The Late Dorset people carved many more small figures and ritual objects than their ancestors had used, and at some sites there are more carvings than necessary objects such as harpoon heads and knives. The majority of the carvings in this exhibit were excavated from Late Dorset settlements. As we will see in the following section, the Late Dorset people seem to have experienced environmental and social stress during this period. Perhaps the florescence of art, and probably of the religious and magical activities with which the art was associated, can be interpreted as a response to the new dangers the Dorset world was facing.

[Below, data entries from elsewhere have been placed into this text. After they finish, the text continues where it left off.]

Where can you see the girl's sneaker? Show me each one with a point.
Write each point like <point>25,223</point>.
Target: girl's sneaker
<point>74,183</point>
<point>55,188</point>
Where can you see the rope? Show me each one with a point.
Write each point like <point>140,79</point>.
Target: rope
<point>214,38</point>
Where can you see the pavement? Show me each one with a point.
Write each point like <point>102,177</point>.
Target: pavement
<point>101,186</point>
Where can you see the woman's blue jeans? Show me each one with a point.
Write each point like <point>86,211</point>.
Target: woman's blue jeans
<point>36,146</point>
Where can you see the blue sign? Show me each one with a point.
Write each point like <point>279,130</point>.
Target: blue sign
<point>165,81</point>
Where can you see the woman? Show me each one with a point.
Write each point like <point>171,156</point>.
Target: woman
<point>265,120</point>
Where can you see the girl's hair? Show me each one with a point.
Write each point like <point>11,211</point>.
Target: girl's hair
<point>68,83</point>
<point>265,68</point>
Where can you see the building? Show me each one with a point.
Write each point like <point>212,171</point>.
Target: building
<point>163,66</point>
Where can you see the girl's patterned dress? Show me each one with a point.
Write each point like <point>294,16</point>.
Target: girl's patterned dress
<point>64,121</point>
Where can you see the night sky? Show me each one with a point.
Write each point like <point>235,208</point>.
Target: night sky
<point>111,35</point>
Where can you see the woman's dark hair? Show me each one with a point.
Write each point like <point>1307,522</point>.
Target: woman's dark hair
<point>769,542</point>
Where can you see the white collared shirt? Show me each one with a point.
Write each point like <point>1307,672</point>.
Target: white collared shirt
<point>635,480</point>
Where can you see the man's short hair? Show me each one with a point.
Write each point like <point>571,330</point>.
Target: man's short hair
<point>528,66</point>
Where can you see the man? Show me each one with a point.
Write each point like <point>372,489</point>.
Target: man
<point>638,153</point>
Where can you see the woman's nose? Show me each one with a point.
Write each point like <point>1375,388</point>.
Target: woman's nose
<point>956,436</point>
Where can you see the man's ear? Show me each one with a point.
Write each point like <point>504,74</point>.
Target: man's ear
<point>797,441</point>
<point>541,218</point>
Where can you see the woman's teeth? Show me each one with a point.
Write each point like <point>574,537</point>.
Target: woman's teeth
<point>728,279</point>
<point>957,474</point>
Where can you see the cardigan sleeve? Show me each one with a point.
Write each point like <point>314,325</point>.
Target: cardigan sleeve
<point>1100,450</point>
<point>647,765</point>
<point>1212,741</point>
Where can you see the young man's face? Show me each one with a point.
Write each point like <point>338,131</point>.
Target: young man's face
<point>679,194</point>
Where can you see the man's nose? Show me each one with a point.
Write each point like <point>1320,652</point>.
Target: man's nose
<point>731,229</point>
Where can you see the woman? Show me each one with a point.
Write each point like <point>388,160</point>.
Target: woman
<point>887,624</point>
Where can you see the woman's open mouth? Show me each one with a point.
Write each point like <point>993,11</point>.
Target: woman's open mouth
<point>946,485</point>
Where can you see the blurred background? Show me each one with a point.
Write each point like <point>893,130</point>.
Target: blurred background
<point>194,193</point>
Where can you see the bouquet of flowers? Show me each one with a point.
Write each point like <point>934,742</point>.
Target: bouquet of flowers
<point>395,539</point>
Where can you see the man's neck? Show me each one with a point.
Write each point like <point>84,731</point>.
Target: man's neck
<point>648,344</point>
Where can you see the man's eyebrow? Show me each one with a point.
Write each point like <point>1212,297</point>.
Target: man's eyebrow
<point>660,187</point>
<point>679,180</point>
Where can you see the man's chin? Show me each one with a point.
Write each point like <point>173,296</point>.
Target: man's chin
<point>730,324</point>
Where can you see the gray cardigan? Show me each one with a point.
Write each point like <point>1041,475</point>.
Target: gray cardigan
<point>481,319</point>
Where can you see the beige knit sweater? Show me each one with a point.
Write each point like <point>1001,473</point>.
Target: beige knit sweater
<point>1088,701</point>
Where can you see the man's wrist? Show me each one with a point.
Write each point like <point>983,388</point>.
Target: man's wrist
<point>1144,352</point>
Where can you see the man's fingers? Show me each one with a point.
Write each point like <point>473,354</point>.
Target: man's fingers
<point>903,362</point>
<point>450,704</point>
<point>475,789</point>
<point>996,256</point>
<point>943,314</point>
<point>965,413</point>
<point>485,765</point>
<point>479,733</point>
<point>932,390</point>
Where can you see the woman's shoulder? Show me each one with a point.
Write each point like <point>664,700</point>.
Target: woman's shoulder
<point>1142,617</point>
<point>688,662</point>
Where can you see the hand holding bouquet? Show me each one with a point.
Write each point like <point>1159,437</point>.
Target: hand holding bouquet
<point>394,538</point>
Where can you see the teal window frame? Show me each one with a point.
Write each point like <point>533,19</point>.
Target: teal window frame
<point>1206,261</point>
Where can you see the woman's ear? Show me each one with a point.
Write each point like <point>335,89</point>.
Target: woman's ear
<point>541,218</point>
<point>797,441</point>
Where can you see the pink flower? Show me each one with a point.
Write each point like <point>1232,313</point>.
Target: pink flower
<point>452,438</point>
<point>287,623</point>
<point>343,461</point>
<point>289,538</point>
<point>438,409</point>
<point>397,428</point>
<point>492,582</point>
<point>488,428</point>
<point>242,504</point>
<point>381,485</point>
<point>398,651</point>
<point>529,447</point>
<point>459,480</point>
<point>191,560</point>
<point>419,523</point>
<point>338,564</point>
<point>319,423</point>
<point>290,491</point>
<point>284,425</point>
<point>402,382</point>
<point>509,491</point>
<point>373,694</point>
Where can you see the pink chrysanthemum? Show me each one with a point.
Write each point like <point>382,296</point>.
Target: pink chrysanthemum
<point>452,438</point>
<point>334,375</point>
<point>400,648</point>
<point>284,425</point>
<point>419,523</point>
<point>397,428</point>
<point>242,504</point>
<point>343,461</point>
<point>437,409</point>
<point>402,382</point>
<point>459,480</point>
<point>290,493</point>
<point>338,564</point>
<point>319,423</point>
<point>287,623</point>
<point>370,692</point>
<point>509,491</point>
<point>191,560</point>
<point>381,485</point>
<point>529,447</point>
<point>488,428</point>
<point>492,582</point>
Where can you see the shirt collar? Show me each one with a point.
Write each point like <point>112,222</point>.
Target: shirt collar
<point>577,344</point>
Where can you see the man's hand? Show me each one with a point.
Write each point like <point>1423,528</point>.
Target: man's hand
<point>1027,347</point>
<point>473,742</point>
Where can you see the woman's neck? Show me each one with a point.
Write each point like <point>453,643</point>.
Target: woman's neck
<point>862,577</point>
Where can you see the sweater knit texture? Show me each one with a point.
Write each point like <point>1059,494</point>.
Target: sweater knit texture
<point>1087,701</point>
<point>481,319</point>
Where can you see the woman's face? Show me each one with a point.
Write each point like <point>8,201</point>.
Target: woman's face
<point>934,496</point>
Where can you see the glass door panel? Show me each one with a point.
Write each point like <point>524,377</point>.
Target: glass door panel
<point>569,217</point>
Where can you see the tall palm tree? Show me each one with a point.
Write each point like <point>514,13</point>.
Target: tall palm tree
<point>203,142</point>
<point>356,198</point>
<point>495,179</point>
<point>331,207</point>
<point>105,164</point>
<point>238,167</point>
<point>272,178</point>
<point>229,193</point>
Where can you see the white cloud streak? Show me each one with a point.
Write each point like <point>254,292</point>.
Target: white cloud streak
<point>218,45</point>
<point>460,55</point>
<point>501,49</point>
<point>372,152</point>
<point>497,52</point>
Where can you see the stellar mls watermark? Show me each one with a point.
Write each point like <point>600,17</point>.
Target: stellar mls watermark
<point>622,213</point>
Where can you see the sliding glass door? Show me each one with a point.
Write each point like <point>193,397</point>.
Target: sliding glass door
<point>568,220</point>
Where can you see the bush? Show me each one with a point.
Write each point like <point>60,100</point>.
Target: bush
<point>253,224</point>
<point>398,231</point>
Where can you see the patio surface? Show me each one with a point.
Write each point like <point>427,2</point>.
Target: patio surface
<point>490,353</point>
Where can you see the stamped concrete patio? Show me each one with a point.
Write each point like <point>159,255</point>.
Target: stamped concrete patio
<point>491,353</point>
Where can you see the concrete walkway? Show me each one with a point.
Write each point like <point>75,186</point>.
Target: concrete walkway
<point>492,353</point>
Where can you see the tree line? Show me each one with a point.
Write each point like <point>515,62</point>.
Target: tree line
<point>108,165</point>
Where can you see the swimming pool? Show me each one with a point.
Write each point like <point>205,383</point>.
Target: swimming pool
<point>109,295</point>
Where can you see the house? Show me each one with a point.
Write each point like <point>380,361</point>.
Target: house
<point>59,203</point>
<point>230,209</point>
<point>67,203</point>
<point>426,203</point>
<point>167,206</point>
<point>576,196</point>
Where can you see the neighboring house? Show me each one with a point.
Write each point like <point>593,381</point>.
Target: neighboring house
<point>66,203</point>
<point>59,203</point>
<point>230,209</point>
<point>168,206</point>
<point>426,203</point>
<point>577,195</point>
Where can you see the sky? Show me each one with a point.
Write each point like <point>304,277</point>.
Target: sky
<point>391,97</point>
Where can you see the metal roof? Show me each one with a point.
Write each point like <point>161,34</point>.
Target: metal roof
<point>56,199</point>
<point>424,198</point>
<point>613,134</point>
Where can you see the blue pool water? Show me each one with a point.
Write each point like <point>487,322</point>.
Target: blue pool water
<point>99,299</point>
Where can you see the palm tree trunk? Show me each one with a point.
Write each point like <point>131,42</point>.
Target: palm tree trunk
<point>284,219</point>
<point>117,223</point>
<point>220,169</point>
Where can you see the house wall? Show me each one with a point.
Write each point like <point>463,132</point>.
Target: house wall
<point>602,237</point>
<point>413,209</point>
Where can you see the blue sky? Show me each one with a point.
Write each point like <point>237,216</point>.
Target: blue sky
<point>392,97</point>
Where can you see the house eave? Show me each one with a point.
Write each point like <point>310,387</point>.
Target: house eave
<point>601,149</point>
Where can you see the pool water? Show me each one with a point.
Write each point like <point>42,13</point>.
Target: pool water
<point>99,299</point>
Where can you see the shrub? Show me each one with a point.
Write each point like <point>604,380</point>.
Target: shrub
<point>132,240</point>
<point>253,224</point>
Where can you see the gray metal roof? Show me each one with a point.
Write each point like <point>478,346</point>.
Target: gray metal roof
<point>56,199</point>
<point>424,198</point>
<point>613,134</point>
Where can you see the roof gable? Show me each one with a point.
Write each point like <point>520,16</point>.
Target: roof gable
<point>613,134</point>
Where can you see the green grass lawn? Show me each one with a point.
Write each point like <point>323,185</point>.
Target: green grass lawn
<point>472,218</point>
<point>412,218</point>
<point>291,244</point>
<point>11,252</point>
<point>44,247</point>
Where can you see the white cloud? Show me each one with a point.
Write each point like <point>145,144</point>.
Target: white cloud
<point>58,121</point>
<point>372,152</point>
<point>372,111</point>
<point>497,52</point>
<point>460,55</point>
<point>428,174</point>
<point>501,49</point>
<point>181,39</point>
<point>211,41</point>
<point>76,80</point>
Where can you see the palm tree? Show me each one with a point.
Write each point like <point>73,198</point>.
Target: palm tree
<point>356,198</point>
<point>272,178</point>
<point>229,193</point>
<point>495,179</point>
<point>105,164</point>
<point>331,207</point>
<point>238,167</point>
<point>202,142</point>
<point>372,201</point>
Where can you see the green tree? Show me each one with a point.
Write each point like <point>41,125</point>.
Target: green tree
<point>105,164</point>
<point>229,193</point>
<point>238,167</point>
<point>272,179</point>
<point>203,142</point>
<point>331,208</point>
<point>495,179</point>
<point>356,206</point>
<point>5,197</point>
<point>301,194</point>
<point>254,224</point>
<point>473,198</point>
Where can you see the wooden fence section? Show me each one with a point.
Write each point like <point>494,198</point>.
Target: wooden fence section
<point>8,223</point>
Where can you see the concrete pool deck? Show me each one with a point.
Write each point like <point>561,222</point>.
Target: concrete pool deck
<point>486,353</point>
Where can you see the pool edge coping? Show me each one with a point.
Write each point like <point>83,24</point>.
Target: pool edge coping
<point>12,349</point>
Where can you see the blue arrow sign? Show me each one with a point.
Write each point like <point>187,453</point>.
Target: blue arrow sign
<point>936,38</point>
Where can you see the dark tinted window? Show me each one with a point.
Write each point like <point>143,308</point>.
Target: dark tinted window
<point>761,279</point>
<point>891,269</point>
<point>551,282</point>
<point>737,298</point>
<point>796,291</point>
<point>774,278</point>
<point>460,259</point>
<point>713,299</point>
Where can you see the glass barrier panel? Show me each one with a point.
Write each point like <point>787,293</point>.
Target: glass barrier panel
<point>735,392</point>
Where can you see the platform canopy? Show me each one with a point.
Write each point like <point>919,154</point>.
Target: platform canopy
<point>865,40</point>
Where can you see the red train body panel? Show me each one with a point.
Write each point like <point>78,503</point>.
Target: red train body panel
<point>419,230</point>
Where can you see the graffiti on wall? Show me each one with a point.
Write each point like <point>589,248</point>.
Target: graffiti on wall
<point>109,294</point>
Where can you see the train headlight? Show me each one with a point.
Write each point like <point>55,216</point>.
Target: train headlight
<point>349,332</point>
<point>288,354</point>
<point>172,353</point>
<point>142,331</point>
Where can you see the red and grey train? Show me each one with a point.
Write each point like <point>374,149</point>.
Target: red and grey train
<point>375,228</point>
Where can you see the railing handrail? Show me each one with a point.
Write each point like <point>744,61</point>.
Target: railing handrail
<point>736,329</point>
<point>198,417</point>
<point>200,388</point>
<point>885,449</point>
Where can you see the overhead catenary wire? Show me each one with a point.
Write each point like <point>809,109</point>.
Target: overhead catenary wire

Longhouse Another remarkable feature of the Late Dorset period was the building of large stone "longhouses," elongated rectangular structures outlined by large boulders or vertically braced slabs of rock. Most are six to seven metres wide, and they range in length from ten to forty-five metres. The walls are generally about one metre high and seem to have served as symbolic walls rather than walls designed to provide protection or support a roof. In fact, Dorset longhouses might be better thought of as enclosures than as houses. Perhaps the tents of individual families were set up within the enclosures, which provided a symbolic boundary to mark the communal ties between the families of a local band.

The preparation of food also seems to have been a communal activity at longhouse settlements. Rows of cooking hearths are found outside the enclosures, often built in a long line paved with slabs. Sometimes these rows are directly against an exterior wall of the longhouse, and sometimes the hearths are at some distance from the main structure but in a line equal in length to the enclosure.

The ruins of Dorset longhouse enclosures are among the most impressive archaeological remains in Arctic regions. They lie abandoned on isolated beaches, their rows of cooking hearths washed clean of charcoal and ash, surrounded by scatters of animal bones and tiny carvings. As places of communal celebration, or perhaps as places where local bands could assemble in times of crisis, the huge structures that dot the beaches of Arctic Canada must have been powerful symbols in the cultures of small Dorset communities. The model in this area depicts the remains of a longhouse structure found on the coast of Victoria Island, in the Central Arctic.

On the opposite side of the corridor, a boulder cairn represents another form of Dorset construction. According to Inuit traditional history, the Tunit, or Dorset people, were the first to build such structures:

"The Tunit made our country habitable. They built
the lines of boulder cairns which guide caribou to
the river-crossings where they can be ambushed by
hunters, and they furnished the rivers with fish-weirs."